Do the torque balance equation, with the pivot at your feet. And you might as well assume that you’re horizontal, because you are for part of the pushup, and that’s where the maximum force will be. If we assume for simplicity that your arms are at one end of your body and your center of gravity is halfway down, you’re pushing half your weight. Given runner pat’s experiment, though, this is probably not a justified assumption.
This is true, but that horizontal distance is going to vary as the cosine of your angle from horizontal. Doing pushups against a slightly inclined wall (so that you are vertical at the top) would be extremely easy, as nearly all your weight would stay on your feet.
You’re right, but so is Machine Elf. By changing your angle relative to horizontal, you’re moving your center of gravity.
Standing straight up your center of gravity is, necessarily at your feet (otherwise you’d fall over). So as you get closer to vertical (heads up) more and more of your weight is carried by your feet and less by your arms. If you were to raise your feet instead, more of the weight would be carried by your arms.
It’s been a LONG time since my high-school physics class, so there’s a good chance I’m saying this totally backwards.
Another data point - 156 currently, in push up (top and bottom positions the same) 118, about 75% of my body weight.

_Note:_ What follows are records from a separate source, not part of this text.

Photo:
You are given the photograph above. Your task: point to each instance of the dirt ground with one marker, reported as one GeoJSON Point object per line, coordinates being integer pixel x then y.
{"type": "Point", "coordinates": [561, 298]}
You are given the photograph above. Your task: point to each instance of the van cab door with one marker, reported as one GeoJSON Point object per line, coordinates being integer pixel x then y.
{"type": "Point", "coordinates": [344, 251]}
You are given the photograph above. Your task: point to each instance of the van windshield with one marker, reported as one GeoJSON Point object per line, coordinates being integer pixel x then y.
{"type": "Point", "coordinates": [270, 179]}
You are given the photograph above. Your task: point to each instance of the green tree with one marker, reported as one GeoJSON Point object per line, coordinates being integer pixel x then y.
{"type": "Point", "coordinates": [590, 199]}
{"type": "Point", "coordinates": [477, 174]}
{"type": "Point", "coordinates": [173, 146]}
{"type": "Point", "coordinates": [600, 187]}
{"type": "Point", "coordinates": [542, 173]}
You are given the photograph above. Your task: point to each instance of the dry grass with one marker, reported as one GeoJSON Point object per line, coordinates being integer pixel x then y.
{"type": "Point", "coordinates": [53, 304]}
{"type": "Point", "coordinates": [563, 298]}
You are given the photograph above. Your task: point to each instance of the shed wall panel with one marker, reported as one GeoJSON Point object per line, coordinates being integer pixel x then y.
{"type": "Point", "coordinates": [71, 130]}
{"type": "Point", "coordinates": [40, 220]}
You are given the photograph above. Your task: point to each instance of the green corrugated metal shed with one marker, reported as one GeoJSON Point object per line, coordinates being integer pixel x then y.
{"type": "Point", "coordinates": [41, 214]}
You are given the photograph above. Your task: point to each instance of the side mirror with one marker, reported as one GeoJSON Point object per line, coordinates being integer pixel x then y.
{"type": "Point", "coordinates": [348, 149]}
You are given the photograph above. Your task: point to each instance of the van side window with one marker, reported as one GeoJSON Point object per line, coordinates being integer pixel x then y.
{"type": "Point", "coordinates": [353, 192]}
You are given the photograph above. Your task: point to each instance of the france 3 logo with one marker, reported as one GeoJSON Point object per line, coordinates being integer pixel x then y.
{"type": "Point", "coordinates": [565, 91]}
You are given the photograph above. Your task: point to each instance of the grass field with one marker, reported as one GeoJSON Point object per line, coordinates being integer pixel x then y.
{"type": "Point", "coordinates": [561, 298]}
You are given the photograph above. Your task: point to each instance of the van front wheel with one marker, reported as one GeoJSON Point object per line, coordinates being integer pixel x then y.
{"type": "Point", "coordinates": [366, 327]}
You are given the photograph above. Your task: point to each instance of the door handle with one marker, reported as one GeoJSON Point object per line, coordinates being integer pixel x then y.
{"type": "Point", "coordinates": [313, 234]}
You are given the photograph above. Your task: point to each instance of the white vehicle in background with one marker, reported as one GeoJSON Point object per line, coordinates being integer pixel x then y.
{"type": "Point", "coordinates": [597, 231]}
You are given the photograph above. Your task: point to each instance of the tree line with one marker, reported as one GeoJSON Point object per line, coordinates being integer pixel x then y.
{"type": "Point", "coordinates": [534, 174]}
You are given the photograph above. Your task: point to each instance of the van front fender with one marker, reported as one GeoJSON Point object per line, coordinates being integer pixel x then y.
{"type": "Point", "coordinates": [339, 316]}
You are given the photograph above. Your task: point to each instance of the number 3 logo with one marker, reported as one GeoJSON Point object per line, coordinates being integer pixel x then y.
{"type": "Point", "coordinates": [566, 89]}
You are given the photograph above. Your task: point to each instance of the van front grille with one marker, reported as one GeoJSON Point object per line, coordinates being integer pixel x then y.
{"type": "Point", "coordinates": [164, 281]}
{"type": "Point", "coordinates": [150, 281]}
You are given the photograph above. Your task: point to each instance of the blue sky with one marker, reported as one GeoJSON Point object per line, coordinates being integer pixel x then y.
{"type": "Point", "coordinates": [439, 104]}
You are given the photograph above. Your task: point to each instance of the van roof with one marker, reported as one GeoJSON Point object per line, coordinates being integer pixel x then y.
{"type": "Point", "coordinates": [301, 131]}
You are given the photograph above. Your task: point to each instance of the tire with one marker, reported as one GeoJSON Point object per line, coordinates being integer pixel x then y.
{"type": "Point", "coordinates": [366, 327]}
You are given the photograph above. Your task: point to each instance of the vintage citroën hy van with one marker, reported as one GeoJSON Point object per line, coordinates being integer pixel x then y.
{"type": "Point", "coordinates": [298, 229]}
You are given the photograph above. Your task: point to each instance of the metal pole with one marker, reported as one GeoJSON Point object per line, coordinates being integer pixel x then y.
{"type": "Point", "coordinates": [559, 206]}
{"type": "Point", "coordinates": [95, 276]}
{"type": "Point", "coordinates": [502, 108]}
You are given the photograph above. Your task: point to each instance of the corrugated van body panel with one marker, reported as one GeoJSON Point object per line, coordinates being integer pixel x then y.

RP’s was 78% of his body weight. The difference probably related to differences in our centers’ of gravity (RP’s been disabled for a few years and does a lot of handcycling so likely has a center of gravity located higher up).
Kevbo, you’re making the same mistake I did. Tilting the floor is not the same thing as extending your arms further. The horizontal distance from your feet to your arms will vary with cos(theta), but so will the horizontal distance from feet to center of gravity, and it’s only the ratio of those two numbers that matters.